Having mastered the equation for calculating the probability of an outcome for one spin, it is now possible to apply the math to multiple spins to see if a winner is likely to come up within a specific series of bets. In this regard, it is important to remember that Roulette is a game of independent events. The game has no memory, which means past results have no influence on future results.

As an example, consider the popular betting pattern called the “Birthday Strategy,” where the player wagers on the numbers corresponding to the day and month of his/her birth. A person both on February 26^th would bet on 2 and 26, while someone born on November 3^rd would bet on 3 and 11. In both cases, B=2, so the odds of winning on a single spin are P = 2/37 = 5.4%.

However, the Birthday player is committed to wagering on this outcome more than once. For every spin the two numbers are bet on, the probability of one coming up will always be the same, namely 5.4%. It is therefore possible to calculate the odds of a winner for any numbers of spins (N) by using second, slightly more complex equation: P = 1 – {(37-B)/37}^N.

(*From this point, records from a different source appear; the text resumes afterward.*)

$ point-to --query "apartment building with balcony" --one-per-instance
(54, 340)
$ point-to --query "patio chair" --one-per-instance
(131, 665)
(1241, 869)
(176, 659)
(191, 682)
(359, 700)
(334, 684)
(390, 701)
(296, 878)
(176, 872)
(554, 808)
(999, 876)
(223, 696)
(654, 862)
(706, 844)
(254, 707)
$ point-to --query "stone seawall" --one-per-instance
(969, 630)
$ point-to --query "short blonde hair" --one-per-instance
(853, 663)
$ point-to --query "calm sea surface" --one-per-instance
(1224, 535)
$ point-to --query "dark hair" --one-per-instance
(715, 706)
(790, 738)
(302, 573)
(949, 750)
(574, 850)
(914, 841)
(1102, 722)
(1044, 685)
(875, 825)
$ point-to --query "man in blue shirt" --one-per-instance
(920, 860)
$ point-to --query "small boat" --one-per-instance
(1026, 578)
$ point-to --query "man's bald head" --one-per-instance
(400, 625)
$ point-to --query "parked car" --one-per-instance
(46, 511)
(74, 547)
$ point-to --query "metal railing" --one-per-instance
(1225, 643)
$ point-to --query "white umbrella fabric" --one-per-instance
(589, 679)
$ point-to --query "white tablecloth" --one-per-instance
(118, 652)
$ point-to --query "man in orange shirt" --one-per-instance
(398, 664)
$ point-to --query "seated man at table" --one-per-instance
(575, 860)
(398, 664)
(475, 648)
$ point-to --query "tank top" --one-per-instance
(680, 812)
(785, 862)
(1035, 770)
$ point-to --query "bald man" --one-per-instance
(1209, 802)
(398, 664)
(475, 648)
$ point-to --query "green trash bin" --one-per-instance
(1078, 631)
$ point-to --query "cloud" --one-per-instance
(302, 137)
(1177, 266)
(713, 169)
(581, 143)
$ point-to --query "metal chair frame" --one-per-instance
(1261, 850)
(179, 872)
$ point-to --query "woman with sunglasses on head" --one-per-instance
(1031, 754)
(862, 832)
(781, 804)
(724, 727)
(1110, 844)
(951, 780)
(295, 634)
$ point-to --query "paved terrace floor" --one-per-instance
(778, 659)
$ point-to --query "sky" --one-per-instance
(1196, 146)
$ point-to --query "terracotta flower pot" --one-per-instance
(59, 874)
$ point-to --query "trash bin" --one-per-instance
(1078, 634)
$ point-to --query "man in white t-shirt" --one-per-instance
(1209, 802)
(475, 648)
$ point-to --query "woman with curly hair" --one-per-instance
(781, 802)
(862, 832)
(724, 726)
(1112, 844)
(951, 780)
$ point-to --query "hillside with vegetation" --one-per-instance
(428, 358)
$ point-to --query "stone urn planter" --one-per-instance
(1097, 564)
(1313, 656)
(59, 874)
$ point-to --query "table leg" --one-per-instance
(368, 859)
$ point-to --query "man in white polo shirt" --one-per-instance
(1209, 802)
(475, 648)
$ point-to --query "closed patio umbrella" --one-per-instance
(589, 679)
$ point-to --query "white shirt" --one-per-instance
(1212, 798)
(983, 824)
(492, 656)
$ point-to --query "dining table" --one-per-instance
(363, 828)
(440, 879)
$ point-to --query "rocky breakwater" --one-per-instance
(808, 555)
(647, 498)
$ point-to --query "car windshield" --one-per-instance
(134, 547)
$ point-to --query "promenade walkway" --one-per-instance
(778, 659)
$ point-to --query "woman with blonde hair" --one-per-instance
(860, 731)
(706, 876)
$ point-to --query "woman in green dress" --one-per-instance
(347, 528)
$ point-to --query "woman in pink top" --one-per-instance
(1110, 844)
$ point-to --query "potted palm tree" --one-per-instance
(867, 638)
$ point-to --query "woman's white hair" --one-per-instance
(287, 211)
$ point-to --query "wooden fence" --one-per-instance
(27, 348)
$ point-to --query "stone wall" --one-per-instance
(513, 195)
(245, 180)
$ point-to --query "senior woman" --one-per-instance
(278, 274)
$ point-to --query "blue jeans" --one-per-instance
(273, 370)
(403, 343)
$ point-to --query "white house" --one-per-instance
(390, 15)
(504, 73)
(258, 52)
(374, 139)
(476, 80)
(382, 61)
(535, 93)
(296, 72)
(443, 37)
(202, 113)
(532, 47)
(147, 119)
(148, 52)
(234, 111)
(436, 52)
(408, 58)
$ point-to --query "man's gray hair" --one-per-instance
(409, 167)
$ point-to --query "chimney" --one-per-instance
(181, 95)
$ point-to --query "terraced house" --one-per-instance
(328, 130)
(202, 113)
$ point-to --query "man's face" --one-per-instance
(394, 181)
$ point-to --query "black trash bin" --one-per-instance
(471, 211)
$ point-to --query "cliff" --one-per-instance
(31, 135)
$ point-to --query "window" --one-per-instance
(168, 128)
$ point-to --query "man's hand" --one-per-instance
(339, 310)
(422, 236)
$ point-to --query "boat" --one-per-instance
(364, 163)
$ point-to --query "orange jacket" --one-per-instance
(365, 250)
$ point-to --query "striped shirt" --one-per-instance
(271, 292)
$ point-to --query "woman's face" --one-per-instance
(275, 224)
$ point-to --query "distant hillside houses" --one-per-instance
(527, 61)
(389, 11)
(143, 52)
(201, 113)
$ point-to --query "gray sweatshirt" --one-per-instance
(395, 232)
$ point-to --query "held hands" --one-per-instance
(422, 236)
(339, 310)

Here’s how it works. If a player is willing to risk a chip on each of the two numbers (B=2) for 13 spins (N=13), that’s 26 chips in total required. The equation can be used to show that the likelihood of success is P = 1 – {(37-2)/37}¹³ = 51.4%, or a little more than half. How much is won on this wager depends on how soon the winner comes up, but it will pay no less than 35-to-1 for the winner minus the total previously wagered and lost, which can be no more than 25 chips.

In fact, the equation can be used to show that this strategy will be successful anytime one of the two numbers comes up within 17 spins, since it requires the risk of no more than 34 chips and will pay back 35-to-1. In this case, P  = 1 – {(37-2)/37}¹⁷ = 61.1%, which implies that a “birthday present” can be expected a little less than two-thirds of the time this simple strategy is played.